Hi,
I'm trying to run a model on OpenVINO HETERO plugin, while manually assigning node affinities to force some layers to execute on the CPU.
The model in question is a transformer model from HuggingFace (Qwen3-8B). I have tried using the converted model from at OpenVINO/Qwen3-8B-int4-ov, as well as exporting the model using `optimum-cli`, but the issue persists with both.
My code is adapted from this section in the official documentation on "Using Manual and Automatic Modes in Combination":
DEVICE = "HETERO:GPU,CPU"
MODEL = "./Qwen3-8B-ov"
def set_affinities (model):
supported_ops = core.query_model (model, DEVICE)
for node in model.get_ops ():
fname = node.get_friendly_name ()
# target_ops is a set of node names that should be on the CPU
if fname in target_ops:
print (f"Pinning to CPU: {node}")
affinity = "CPU"
else:
affinity = supported_ops [fname]
node.get_rt_info ()["affinity"] = affinity
model = OVModelForCausalLM.from_pretrained (MODEL)
set_affinities (MODEL)
model.to (DEVICE)
model.compile ()
At runtime, I get this error:
Traceback (most recent call last):
File "/home/vedanth/Desktop/ov-inference.py", line 42, in <module>
model.compile ()
File "/home/vedanth/Desktop/models/venv/lib/python3.12/site-packages/optimum/intel/openvino/modeling_decoder.py", line 428, in compile
super().compile()
File "/home/vedanth/Desktop/models/venv/lib/python3.12/site-packages/optimum/intel/openvino/modeling_base.py", line 922, in compile
self.request = self._compile_model(self.model, self._device, ov_config, self.model_save_dir)
^^^^^^^^^^^^^^^^^^^^^^^^^^^^^^^^^^^^^^^^^^^^^^^^^^^^^^^^^^^^^^^^^^^^^^^^^^^^^
File "/home/vedanth/Desktop/models/venv/lib/python3.12/site-packages/optimum/intel/openvino/modeling_base.py", line 418, in _compile_model
compiled_model = core.compile_model(model, device.upper() if device is not None else device, config=ov_config)
^^^^^^^^^^^^^^^^^^^^^^^^^^^^^^^^^^^^^^^^^^^^^^^^^^^^^^^^^^^^^^^^^^^^^^^^^^^^^^^^^^^^^^^^^^^^^
File "/home/vedanth/Desktop/models/venv/lib/python3.12/site-packages/openvino/_ov_api.py", line 646, in compile_model
super().compile_model(model, device_name, {} if config is None else config),
^^^^^^^^^^^^^^^^^^^^^^^^^^^^^^^^^^^^^^^^^^^^^^^^^^^^^^^^^^^^^^^^^^^^^^^^^^^
RuntimeError: Exception from src/inference/src/cpp/core.cpp:110:
Exception from src/inference/src/dev/plugin.cpp:53:
Check 'unregistered_parameters.str().empty()' failed at src/core/src/model.cpp:58:
Model references undeclared parameters: opset1::Parameter input_ids () -> (i64[?,?])
Not sure where to start debugging the issue.

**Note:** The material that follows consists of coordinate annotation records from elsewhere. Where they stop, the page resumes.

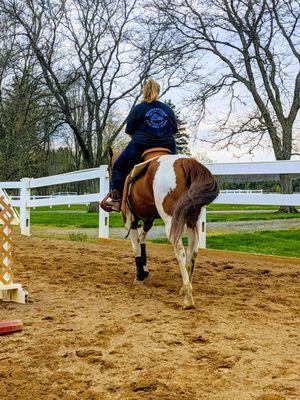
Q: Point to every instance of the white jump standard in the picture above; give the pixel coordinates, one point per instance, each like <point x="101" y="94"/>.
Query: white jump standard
<point x="9" y="291"/>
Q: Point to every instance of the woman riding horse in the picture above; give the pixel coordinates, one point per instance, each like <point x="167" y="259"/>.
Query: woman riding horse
<point x="150" y="124"/>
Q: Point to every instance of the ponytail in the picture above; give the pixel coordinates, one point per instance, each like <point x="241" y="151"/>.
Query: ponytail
<point x="150" y="91"/>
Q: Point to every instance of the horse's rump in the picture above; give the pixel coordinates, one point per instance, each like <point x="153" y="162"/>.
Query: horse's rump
<point x="201" y="189"/>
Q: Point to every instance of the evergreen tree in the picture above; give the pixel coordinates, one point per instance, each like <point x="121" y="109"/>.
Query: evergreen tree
<point x="182" y="136"/>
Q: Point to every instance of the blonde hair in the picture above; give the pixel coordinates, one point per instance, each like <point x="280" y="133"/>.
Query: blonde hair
<point x="150" y="91"/>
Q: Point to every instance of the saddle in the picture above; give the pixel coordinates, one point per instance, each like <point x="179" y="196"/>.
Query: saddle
<point x="139" y="170"/>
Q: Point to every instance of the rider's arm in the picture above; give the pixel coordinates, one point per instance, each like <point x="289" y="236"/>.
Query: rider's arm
<point x="131" y="122"/>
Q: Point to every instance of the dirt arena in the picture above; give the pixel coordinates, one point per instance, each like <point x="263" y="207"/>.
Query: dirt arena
<point x="90" y="334"/>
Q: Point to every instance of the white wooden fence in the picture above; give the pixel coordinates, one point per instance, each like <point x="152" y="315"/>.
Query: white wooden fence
<point x="25" y="202"/>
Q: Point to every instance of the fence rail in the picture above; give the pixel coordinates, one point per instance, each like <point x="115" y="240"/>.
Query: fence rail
<point x="25" y="202"/>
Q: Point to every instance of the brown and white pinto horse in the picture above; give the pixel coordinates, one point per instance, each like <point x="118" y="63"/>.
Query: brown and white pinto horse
<point x="174" y="188"/>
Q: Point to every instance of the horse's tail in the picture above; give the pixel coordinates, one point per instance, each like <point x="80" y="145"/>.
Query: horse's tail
<point x="202" y="189"/>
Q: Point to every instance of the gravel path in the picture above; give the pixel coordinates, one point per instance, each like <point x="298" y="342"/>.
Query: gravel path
<point x="159" y="231"/>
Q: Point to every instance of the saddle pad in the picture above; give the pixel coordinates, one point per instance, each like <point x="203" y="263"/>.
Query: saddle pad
<point x="137" y="171"/>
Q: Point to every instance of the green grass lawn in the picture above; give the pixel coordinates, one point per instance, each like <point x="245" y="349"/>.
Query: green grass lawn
<point x="211" y="207"/>
<point x="279" y="243"/>
<point x="83" y="219"/>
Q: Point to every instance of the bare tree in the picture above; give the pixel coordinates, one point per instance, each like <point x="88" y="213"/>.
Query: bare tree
<point x="250" y="50"/>
<point x="90" y="47"/>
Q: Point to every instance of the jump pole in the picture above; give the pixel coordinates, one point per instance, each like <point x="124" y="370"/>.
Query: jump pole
<point x="9" y="291"/>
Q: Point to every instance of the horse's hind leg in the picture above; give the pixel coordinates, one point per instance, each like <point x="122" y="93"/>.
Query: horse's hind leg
<point x="139" y="249"/>
<point x="147" y="225"/>
<point x="192" y="250"/>
<point x="179" y="252"/>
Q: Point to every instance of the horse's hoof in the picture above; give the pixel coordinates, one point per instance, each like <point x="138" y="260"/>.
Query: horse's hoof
<point x="189" y="307"/>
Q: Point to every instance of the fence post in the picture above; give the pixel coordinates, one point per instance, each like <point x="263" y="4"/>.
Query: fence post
<point x="103" y="190"/>
<point x="202" y="239"/>
<point x="24" y="209"/>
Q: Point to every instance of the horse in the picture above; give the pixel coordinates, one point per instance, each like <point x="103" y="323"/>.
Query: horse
<point x="173" y="188"/>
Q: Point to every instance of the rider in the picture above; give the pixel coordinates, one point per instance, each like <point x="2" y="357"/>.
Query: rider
<point x="149" y="124"/>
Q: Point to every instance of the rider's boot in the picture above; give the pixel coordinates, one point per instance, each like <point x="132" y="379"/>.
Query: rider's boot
<point x="114" y="202"/>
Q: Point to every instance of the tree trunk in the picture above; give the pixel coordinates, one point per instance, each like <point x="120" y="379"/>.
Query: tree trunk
<point x="286" y="184"/>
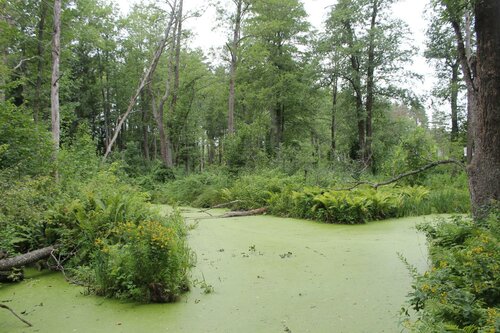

Any leads will be appreciated. Alternatively, if there is a better way of pinning an operation to a device, I would be happy to try it.
OpenVINO version: 2026.0.0
連結已複製
Hi GlowingScrewdriver,
Below is the method for pinning an operation to a device using a model ID.
from optimum.intel.openvino import OVModelForCausalLM
import openvino
from transformers import AutoTokenizer
model_id="OpenVINO/qwen3-8b-int4-ov"
DEVICE = "HETERO:GPU,CPU"
def set_affinities(model, target_ops):
core = openvino.Core()
ov_model = model.model # Get the underlying OpenVINO model
# Query what operations are supported on each device
supported_ops = core.query_model(ov_model, DEVICE)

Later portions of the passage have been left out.